The problem is, risk avoidance isn’t a strategy that can sustain healthcare organizations going forward. Ongoing volatility, continual market disruption and patients who are increasingly behaving more like consumers are forcing overly risk averse healthcare executives to shift their mindsets about risk—or get left behind in the modern healthcare economy.

So, how can you get more comfortable with risk-taking and create a culture where others are encouraged to take innovative steps in new directions? Here are four questions to consider:

 1.  How can taking risks help us achieve our mission and strategy?

By thinking of risk in the context of your strategic and mission-based guideposts, you can begin to open your mind up to possibilities you might otherwise be quick to shoot down. If there’s a compelling business or patient need to be served, you need to be open to all potential solutions, even if that means charting a different course than you’ve taken in the past.

 2. What are the risks of not changing?

Change is always risky. It’s much easier to keep doing things “the way we’ve always done them.” But just because stasis is the easy option, that doesn’t mean it comes without risk. In an industry that’s changing by the day, is it really safer to stand still? Articulate the risks of the status quo, for yourself and others, and evaluate whether you can truly afford not to change.

 3.  What’s worked in other industries?

The most effective leaders are looking outside their insular worlds to understand how others are innovating their industries. Retailers, for example, are increasingly taking an “omnichannel” approach to business. The parallels to healthcare are clear. Digitally savvy patients are demanding more from their health providers, health networks are tasked with bringing more physicians into their groups and wearables have created opportunities for more connected and targeted preventative care.
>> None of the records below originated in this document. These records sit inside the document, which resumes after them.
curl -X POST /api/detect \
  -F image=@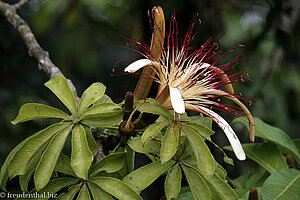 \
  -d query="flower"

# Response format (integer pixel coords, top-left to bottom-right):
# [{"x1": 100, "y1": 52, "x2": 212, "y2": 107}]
[{"x1": 125, "y1": 16, "x2": 255, "y2": 160}]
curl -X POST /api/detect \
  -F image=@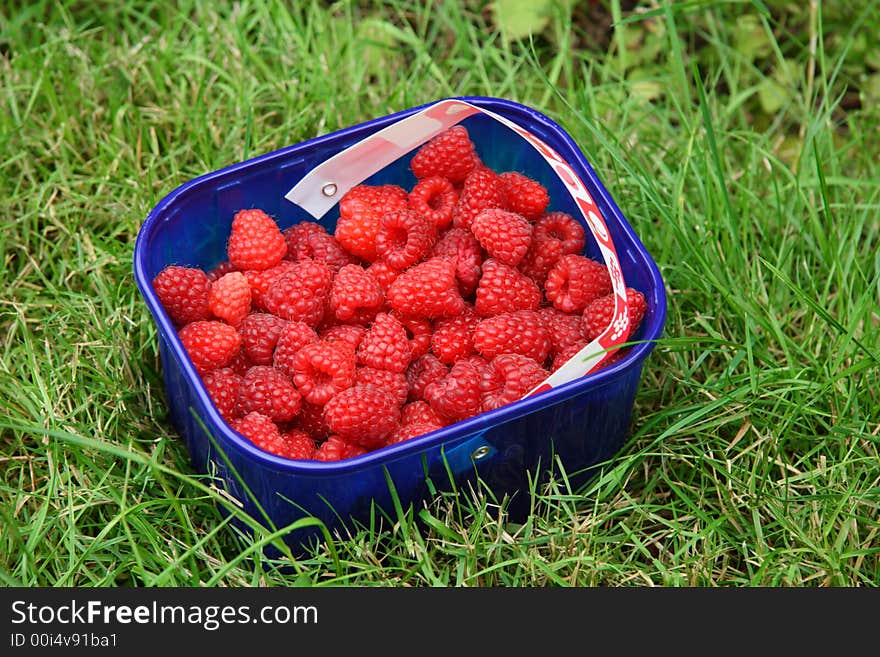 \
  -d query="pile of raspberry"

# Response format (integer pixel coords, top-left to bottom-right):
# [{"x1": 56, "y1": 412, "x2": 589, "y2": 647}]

A strategic use of technology can also enable healthcare organizations to try more innovative tactics while running their operations more efficiently. The point is, by looking at how another industry has already tested the waters, you can learn from their successes as well as their challenges.

 4.  Do we have a trusted advisor to guide us as we take this big step?

Knowledge is power, and the more information you have, the more comfortable you’ll be in taking bold new steps. This doesn’t mean you have to do all the work yourself. Look to partners and experts who can guide you and share the experiences of other organizations that have made similar moves. A good external partner can help you sidestep potential landmines while enabling you to take advantage of innovative new ideas and opportunities.

Taking risks is never easy. But the simple fact is, the modern healthcare environment requires it. You won’t be able to continue to achieve your cost, patient care and population health objectives without change. And you won’t be able to transform healthcare for the future without taking calculated risk.